Ben: Chad took the bait for AP. We all know how you feel about Purple Jesus (Beelzebub). More bad karma for Proc? Was it a decent trade or too risky on AP’s future?

Kendall: My opinion is pretty straightforward. I think Kirk should have cut him, and I think no CKL team should roster him. Frankly, I considered hammering down my Commissioner’s gavel and outlawing him from the CKL altogether. But that would have been a bit too ‘holier than thou’ than I usually like to operate. But anyway, Adrian Peterson… I really, truly do not think he’ll ever play in the NFL again. Maybe if the current climate were different. But thanks to Ray Rice and Greg Hardy, the league is in a position where it has to be extremely reactive to protect the shield. As far as Chad’s move to acquire the player, I think it was probably a pretty good roll of the dice. Respect.

Ben: Given that Chad traded for next season and Brown is on a bye, I see another win for the KAG here. Doc is also back at full strength with the return of Ryan Matthews.

Kendall: Chad is trotting out a truly ugly team this week. ESPN projects 61 points. They don’t include the IDPs in those projections, but I bet we see Chad at around 70 points this week. Very rarely good enough to win in the CKL. The Kick Azz Giants aren’t a good team, but they aren’t bad either. Doc takes this game in a walk. A cockwalk.

Ben: How many times have you taken your cock for a walk over the Bikini Bowl now?

Kendall: My stubby little peen doesn’t do much walking. More like a stump-like trundle.

Ben: So, we agree on Doc?

Kendall: Yeah, I think we do. And I think this game gets a little bit lopsided. Chad’s season has gone pear-shaped at this point. Can’t say I’m sad to see it, being the only coach to have won back-2-back Cups and all.

Ben: Understood. That is a pride point. But fuck you for the greed anyway.

Kendall: It’s absolutely a greedy little pride point. But look, Russ, Paul, Nathan --- I’m ready to see you guys win! Fuck it, Kirk too. Once you’ve paid your dues, and all of you have, I welcome new champions with open arms.

Ben: It is hard to stay in the championship picture year after year, that is why you continue to amaze and frustrate the rest of us. Go new champion!





Epilogue

Kendall: Well, this was fun. Thanks Ben! Sorry you didn’t get to do the Nits or FAABnalysis.

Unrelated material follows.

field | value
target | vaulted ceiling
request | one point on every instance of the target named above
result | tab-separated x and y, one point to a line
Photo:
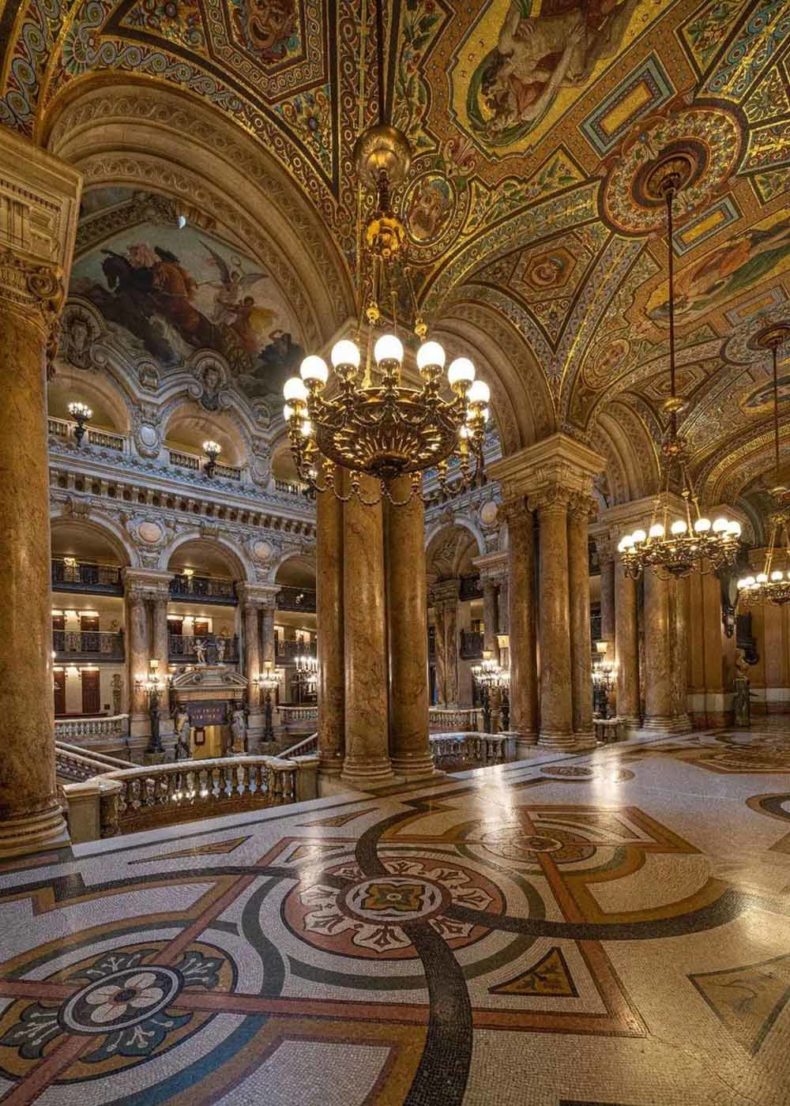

Ben: That’s okay. Maybe next time. You can see why this is such a chore though, right? Lots to cover and with two people’s schedule. Still, it is fun and keeps you up to speed on who has what and where the momentum lies. Thanks for doing this with me and introducing me to the Google doc method. Much easier.



1 comment:

  1. This is a little like watching someone move into your house. All and all though, good job gentlemen.